NAME
HTML::Microformats - parse microformats in HTML
SYNOPSIS
use HTML::Microformats;
my $doc = HTML::Microformats
->new_document($html, $uri)
->assume_profile(qw(hCard hCalendar));
print $doc->json(pretty => 1);
use RDF::TrineShortcuts qw(rdf_query);
my $results = rdf_query($sparql, $doc->model);
VERSION
0.00_01
DESCRIPTION
The HTML::Microformats module is a wrapper for parser and handler
modules of various individual microformats (each of those modules has a
name like HTML::Microformats::Foo).
The general pattern of usage is to create an HTML::Microformats object
(which corresponds to an HTML document) using the "new_document" method;
then ask for the data, as a Perl hashref, a JSON string, or an
RDF::Trine model.
Constructor
"$doc = HTML::Microformats->new_document($html, $uri, %opts)"
Constructs a document object.
$html is the HTML or XHTML source (string) or an
XML::LibXML::Document.
$uri is the document URI, important for resolving relative URL
references.
%opts are additional parameters; currently only one option is
defined: $opts{'type'} is set to 'text/html' or
'application/xhtml+xml', to control how $html is parsed.
Profile Management
HTML::Microformats uses HTML profiles (i.e. the profile attribute on the
HTML <head> element) to detect which Microformats are used on a page.

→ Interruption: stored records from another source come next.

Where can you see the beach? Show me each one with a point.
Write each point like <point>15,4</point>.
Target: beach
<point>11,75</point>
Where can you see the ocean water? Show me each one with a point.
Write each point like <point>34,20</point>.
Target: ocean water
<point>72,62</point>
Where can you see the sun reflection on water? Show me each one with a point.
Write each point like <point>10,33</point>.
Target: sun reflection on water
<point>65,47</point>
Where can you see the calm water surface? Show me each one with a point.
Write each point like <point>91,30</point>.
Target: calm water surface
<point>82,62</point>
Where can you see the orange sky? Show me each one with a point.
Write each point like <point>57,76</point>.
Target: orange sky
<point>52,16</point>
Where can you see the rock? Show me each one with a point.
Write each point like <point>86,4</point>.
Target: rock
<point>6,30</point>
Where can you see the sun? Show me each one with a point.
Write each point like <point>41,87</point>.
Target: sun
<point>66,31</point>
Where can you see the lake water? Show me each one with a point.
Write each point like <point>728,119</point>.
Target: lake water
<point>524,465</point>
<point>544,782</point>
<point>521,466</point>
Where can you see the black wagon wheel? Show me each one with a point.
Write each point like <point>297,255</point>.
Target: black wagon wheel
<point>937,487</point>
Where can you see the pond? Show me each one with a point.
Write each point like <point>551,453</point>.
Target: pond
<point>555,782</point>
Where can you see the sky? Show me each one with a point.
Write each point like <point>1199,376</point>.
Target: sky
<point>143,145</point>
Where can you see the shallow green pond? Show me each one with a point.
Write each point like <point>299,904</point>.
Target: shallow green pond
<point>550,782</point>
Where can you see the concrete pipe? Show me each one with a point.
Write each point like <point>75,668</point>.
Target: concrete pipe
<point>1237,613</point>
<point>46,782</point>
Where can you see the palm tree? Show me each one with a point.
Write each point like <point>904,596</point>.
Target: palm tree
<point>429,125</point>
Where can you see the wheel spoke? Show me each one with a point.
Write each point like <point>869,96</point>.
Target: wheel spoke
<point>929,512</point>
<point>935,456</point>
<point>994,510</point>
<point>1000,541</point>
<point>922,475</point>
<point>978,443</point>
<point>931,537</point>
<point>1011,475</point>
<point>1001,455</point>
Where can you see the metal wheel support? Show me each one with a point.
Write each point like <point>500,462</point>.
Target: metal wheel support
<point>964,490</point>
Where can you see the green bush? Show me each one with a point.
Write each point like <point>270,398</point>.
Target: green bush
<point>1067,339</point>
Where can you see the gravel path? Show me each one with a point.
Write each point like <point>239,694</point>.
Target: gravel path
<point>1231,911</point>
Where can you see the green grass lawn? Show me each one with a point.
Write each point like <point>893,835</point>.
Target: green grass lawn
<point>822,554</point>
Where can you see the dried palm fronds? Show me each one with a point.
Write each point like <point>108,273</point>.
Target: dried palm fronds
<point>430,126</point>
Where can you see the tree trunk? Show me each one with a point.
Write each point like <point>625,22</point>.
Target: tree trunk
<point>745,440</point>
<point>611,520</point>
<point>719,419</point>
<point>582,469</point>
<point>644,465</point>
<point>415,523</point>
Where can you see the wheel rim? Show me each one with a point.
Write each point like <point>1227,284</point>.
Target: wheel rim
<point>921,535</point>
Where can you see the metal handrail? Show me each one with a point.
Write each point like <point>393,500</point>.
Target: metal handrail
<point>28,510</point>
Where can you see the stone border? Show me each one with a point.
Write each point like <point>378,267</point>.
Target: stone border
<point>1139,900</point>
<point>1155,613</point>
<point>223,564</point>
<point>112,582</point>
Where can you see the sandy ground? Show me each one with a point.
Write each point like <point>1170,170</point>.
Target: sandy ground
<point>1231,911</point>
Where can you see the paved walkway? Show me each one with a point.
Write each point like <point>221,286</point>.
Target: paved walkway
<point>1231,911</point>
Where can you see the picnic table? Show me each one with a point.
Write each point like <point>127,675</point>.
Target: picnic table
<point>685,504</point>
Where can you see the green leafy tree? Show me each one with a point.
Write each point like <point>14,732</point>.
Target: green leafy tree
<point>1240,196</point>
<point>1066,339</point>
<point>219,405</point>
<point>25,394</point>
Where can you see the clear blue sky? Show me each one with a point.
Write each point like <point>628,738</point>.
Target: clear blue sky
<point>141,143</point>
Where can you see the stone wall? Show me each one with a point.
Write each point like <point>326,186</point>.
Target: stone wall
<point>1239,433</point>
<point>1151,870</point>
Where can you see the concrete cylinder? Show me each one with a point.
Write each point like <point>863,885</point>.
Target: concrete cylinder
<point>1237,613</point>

Any microformats which do not have a profile URI declared will not be
parsed.
Because many pages fail to properly declare which profiles they use,
there are various profile management methods to tell HTML::Microformats
to assume the presence of particular profile URIs, even if they're
actually missing.
"$doc->profiles"
This method returns a list of profile URIs declared by the document.
"$doc->has_profile(@profiles)"
This method returns true if and only if one or more of the profile
URIs in @profiles is declared by the document.
"$doc->add_profile(@profiles)"
Using "add_profile" you can add one or more profile URIs, and they
are treated as if they were found on the document.
For example:
$doc->assume_profile('http://microformats.org/profile/rel-tag')
This is useful for adding profile URIs declared outside the document
itself (e.g. in HTTP headers).
"$doc->assume_profile(@microformats)"
For example:
$doc->assume_profile(qw(hCard adr geo))
This method acts similarly to "add_profile" but allows you to use
names of microformats rather than URIs.
Microformat names are case sensitive, and must match
HTML::Microformats::Foo module names.
"$doc->assume_all_profiles"
This method is equivalent to calling "assume_profile" for all known
microformats.
Parsing Microformats
Generally speaking, you can skip this. The "data", "json" and "model"
methods will automatically do this for you.
"$doc->parse_microformats"
Scans through the document, finding microformat objects.
On subsequent calls, does nothing (as everything is already parsed).
"$doc->clear_microformats"
Forgets information gleaned by "parse_microformats" and thus allows
"parse_microformats" to be run again. This is useful if you've
modified added some profiles between runs of "parse_microformats".
Retrieving Data
These methods allow you to retrieve the document's data, and do things
with it.
"$doc->objects($format);"
$format is, for example, 'hCard', 'adr' or 'RelTag'.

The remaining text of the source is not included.